Punto di riferimento per i genitori romeni
In Italia, a Roma, Lucia che oggi ha 43 anni, ha la sua vita. Dopo aver preso la laurea breve in Scienze dell’Educazione alla facoltà di Roma Tre, ha vinto un concorso bandito in Romania per l’insegnamento della lingua romena nelle scuole italiane e da allora lavora in una scuola elementare di via Casalotti e in istituto superiore di Aprilia, vive ad Ardea. “Gli studenti sono romeni, ma anche italiani. Uno dei più bravi è stato proprio un italiano. Ha imparato a parlare un romeno fluido e senza alcuna inflessione, mentre molti dei ragazzi romeni che sono nati qui in Italia faticano a nascondere l’accento romano”. Attraverso il suo lavoro Lucia si è riavvicinata alla comunità romena.
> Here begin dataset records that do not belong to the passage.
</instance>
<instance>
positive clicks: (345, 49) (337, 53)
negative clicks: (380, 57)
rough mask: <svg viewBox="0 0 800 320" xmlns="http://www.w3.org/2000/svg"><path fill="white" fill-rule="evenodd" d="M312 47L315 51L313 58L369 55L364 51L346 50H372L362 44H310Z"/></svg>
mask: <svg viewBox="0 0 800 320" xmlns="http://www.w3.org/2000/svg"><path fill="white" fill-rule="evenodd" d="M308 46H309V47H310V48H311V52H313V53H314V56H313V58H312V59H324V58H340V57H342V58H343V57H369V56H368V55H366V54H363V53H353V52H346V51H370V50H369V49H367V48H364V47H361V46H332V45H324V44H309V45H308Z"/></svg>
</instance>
La chiesa ortodossa che dialoga con la chiesa cattolica
La dimensione del sociale acquisita grazie ai cattolici
Le parrocchie nel territorio italiano sono quasi 400 e radunano più di un milione di fedeli, molte delle quali, grazie alla disponibilità da parte della Chiesa Cattolica, hanno potuto organizzarsi negli spazi all’interno degli stessi edifici per offrire il servizio spirituale, il catechismo e per funzionare come centri culturali e d’ascolto. “Questo vicinanza è stata di grande aiuto per noi perché abbiamo acquistato una dimensione sociale che ci era mancata negli anni del regime comunista. Il servizio è diventato il nostro primo approccio alle persone che arrivano in chiesa e trovano un punto di riferimento non solo religioso, ma anche per ciò che riguarda il lavoro e le difficoltà della vita quotidiana” E per chiarire ancora meglio la missione sociale della chiesa padre Gheorghe ricorre a una metafora: “la chiesa è come le montagne dove le cime sono facilmente visibili, ma difficili da raggiungere, la vegetazione, i fiori e tutto quello che sta in basso è la vita della società. Ed è attraverso il servizio al prossimo che la Chiesa serve Cristo”.
Le badanti sostegno anche per i mariti
Il vicario pensa in particolare alle badanti che assistono gli anziani. “Voglio esprimere tutta la mia gratitudine a queste donne che stanno continuando a prestare la loro assistenza, “segregate” nelle case dove vivono, e che in qualche caso mantengono i mariti che non hanno più il loro lavoro. In questo periodo di grande prova e sofferenza la Diocesi, sotto la cura pastorale del Vescovo Siluan e del Vescovo Ausiliare Atanasie di Bogdania, sta facendo di tutto per essere vicina a queste persone, anche attraverso l’uso dei social per dare conforto e sostegno. Allo stesso tempo è stata organizzata anche la distribuzione dei pacchi alimentari con l’aiuto dei volontari di tutte le parrocchie per dare alle famiglie un aiuto concreto”.